In all other methods the umbilical cord, following the laws of gravity, again prolapses after reposition. To avoid this the position of the woman requires full consideration. She must be so placed that the lower uterine segment is no longer the deepest part of the organ. This is best effected by the knee-elbow posture. The lateral posture is not so suitable. Therefore if practicable the woman is to be placed in the knee-elbow posture for the reposition of the funis, and when this has been performed in that posture, attempts may be made to facilitate the entrance of the head by Kristeller's method of pressure. If that posture cannot be assumed, the lateral posture must be retained. The woman is placed on that side towards which the head has deviated. Thus, if the head lies to the left, the left lateral posture is assumed, though the funis may have come down on the right side. This posture is only altered when it becomes unsuitable.

When the os is insufficiently dilated and reposition impossible the life of the child can only be saved if the dangerous pressure can be taken off the umbilical cord. The danger arises when the head is pressed against the inlet. The danger is prevented by making the head deviate to one side, when the head position is converted into a transverse, or, still better, into a breech position.

Version with an undilated os is best made according to the method advocated by Braxton Hicks. The artificially produced transverse or breech position is then treated in the way to be mentioned below.

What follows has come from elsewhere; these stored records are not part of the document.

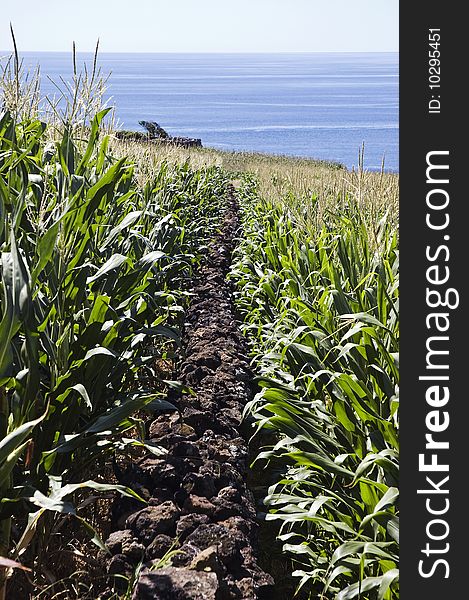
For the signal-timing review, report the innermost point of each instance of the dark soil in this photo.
(198, 499)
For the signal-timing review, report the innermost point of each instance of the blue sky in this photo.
(203, 25)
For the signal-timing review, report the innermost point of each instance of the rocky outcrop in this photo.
(156, 133)
(198, 501)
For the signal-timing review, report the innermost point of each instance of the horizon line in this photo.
(209, 51)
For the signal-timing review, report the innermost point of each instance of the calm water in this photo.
(316, 105)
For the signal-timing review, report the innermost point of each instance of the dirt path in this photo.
(197, 493)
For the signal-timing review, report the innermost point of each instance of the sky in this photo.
(202, 25)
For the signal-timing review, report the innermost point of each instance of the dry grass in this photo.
(316, 186)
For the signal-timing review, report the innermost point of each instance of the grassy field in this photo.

When the os is so far dilated as to admit one hand it is, doubtless, the most rational treatment to replace the funis, and to re-establish the normal relations. Reposition is always to be performed by the hand corresponding to the side towards which the funis has prolapsed; that is, the left hand, when the funis lies towards the right side of the mother; in the knee-elbow posture, however, the right hand for the right side. The funis is then carried by the fingers, formed into a cone, past the head of the fœtus, and, if possible, appended to one of the lower extremities, or placed in its natural position in front of the thorax and abdomen. If the funis remains there the fingers are immediately withdrawn; if not, they must be kept there for some time. All this time attention must be paid to the pulsations of the cord. During a pain the hand may be slowly withdrawn, and the head so placed by means of external manipulations as to render prolapse impossible.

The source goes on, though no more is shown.